For the plaintiff it was pointed out that the plaintiff in para. 5 of the amended reply to the statement of defence sufficiently pleaded that the loss of its cargo was timeously reported to the defendant.
In the course of his judgment, the learned trial Judge held that the report contemplated in exhibits 1. 1A 2 and 2A may be oral or in writing. He stated inter alia as follows:
“A close study of exhibits 1.1A 2 and 2A show that claim if any must be reported to the insurer within 21 days of discharge from the carrying vessel. They do not state whether the report should be oral or in writing Oxford Advanced Learner’s Dictionary defines report as spoken or written account of. I therefore hold that the report contemplated in exhibit 1.1A 2 and 2A may be oral or in writing.”
It is the conclusion that the report envisage in exhibits 1. 1A 2 and 2A may be oral or in writing that has come under attack by the defendant. It was contended by the defendant that the issue of oral report was not pleaded by the plaintiff. Surely, there is a flaw in this contention of counsel for the defendant. It overtook paragraph 5 of the amended reply to the statement of defence which reads thus:
“5. That the plaintiff informed the defendant immediately the incident occurred more especially that the defendant advised the plaintiff to inform and get confirmation with documents from the NNSL Nigerian Ports PIc. and the surveyors. All these the plaintiff did within time. Plaintiff shall lead evidence to prove this matter.”

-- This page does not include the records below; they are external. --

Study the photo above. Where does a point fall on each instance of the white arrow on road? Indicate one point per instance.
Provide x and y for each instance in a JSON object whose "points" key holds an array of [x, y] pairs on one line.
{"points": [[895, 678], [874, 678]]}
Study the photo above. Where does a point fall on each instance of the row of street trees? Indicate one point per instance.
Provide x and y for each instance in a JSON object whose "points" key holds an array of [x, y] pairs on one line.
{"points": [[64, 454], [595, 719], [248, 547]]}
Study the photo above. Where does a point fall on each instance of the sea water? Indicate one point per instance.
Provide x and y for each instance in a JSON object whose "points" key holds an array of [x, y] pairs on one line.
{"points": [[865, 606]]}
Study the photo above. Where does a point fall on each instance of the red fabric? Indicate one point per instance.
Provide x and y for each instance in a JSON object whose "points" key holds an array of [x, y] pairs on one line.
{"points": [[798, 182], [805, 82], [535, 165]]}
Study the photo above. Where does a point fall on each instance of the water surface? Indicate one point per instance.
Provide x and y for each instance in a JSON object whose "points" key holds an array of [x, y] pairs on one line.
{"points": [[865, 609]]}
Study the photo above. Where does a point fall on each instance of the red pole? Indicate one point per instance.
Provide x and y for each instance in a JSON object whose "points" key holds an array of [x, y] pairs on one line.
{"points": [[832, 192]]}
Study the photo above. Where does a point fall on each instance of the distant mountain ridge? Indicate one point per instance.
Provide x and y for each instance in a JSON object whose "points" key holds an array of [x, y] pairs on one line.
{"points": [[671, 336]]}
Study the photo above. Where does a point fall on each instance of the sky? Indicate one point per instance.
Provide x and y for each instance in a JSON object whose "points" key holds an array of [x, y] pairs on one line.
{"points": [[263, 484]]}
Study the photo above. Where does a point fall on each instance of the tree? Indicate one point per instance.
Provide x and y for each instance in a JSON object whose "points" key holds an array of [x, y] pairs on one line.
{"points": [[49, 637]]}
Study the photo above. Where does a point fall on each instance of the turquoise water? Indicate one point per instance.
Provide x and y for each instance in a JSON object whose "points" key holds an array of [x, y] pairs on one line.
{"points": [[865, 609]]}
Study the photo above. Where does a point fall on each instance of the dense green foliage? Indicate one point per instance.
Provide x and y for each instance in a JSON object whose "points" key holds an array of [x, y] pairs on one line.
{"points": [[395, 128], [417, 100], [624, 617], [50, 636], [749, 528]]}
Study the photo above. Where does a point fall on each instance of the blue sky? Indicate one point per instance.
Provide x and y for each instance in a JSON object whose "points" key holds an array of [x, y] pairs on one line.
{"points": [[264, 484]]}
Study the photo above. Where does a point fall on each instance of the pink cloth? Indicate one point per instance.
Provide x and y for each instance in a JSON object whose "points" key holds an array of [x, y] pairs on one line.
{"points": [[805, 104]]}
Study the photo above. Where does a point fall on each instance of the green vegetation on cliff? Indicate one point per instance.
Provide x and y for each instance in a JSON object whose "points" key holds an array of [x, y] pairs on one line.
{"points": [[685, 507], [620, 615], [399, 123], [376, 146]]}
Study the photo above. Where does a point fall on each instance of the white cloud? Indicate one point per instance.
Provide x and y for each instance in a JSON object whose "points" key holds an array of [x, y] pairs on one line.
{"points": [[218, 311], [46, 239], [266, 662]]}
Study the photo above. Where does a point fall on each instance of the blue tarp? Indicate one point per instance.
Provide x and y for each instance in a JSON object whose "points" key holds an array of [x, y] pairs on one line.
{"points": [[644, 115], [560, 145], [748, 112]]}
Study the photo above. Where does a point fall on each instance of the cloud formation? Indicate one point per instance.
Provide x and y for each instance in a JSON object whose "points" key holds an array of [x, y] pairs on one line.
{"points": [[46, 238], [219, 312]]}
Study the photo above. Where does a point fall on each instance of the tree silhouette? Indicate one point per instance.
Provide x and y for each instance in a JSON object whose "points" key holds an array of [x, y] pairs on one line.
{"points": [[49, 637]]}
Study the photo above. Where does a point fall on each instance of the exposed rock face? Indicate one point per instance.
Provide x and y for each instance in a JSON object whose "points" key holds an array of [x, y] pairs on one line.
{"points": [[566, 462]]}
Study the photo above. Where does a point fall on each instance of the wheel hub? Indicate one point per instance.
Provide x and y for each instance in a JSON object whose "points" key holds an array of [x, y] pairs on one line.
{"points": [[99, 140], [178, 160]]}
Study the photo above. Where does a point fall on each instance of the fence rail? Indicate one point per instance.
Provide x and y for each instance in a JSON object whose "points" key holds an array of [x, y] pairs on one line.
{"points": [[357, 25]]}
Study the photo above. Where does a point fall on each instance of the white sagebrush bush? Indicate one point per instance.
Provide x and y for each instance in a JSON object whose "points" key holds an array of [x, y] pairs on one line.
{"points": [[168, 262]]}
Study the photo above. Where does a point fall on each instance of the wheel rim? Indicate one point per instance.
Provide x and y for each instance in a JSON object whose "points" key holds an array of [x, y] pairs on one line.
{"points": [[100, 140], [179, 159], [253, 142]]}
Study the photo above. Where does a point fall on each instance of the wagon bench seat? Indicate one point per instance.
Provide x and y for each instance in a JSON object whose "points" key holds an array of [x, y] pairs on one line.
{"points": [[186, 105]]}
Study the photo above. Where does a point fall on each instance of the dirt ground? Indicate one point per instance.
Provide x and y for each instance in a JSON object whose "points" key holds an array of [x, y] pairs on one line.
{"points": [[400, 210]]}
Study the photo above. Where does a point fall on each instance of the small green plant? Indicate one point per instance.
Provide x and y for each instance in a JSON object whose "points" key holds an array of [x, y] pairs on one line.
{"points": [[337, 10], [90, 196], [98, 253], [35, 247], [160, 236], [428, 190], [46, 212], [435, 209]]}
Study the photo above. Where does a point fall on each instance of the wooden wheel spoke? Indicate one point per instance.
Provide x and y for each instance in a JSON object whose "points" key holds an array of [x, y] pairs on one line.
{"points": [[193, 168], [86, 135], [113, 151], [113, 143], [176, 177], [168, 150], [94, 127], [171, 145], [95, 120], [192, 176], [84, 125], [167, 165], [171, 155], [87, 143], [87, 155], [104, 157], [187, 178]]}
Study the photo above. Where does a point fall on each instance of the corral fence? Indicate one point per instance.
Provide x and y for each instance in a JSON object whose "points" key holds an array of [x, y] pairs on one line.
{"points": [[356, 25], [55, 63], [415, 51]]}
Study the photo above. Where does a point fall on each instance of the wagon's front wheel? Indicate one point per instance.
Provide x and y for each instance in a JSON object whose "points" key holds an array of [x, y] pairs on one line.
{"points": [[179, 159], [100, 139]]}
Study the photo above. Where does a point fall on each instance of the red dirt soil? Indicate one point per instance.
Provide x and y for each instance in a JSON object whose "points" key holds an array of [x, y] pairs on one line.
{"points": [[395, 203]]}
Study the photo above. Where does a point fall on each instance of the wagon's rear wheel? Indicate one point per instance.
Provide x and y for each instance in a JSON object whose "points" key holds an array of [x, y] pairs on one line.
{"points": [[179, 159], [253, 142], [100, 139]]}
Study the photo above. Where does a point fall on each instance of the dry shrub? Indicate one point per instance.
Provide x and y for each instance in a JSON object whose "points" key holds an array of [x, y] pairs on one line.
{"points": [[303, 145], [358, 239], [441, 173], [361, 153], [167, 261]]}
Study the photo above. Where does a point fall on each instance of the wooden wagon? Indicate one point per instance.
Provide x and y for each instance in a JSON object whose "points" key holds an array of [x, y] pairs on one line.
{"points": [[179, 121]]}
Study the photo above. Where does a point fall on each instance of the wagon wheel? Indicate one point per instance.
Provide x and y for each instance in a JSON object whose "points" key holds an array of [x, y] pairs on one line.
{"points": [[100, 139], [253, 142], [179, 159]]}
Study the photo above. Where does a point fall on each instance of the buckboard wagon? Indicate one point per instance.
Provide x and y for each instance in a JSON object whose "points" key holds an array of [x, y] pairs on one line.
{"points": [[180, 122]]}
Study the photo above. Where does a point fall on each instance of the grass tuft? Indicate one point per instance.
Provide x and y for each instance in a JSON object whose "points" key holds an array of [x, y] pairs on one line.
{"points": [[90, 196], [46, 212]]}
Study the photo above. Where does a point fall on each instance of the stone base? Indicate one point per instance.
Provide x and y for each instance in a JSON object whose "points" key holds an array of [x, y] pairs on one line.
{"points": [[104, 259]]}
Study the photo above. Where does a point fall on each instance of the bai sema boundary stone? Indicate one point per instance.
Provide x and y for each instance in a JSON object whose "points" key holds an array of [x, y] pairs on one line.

There is clearly no merit in the defendant’s contention. As I have already stated earlier on in this judgment, there are concurrent findings by the trial court and the Court of Appeal that the claim was reported to the defendant within 21 days of the discharge of the cargo from the carrying vessel. As the evidence clearly shows the report was made to the defendant through its Assistant claims manager by PW1. This evidence was unchallenged and uncontradicted. The law in this regard is settled. Where evidence given by a party to any proceedings was not challenged by the opposite party who had opportunity to do so, the court of trial has a duty to act on the unchallenged evidence before it. In the instant case, it was open to the trial Judge to act on the unchallenged and uncontradicted evidence that the plaintiff reported its loss to the defendant within 21 days as provided by their contract and accept it as a true version of the case the plaintiff sought to support. See lriri v. Erhurhobara (1991) 2 NWLR (Pt.173) 252 at 262; American Cyanamid Co. v. Vitality Pharm Ltd. (1991) 2 NWLR (Pt.71) 15.
As I have already indicated, the court below accepted the finding of the trial court that the loss was reported to the defendant within the 21 days stipulated in the contract. This court has held times without number that it will not disturb concurrent findings by the two court below unless they are shown to the perverse:- see Aja v. Okoro (1991) 7 NWLR (Pt.203) 260, Onamade v. ACB Ltd. (1997) NWLR (Pt.480) 123. In the instant case the concurrent findings of the two courts below cannot be faulted and this court has no reason to interfere with them.
For the foregoing reasons this appeal must fail. Accordingly, I dismiss it and affirm the decision of the High Court and the Court of Appeal. The plaintiff is entitled to costs of N10,000.00 against the defendant.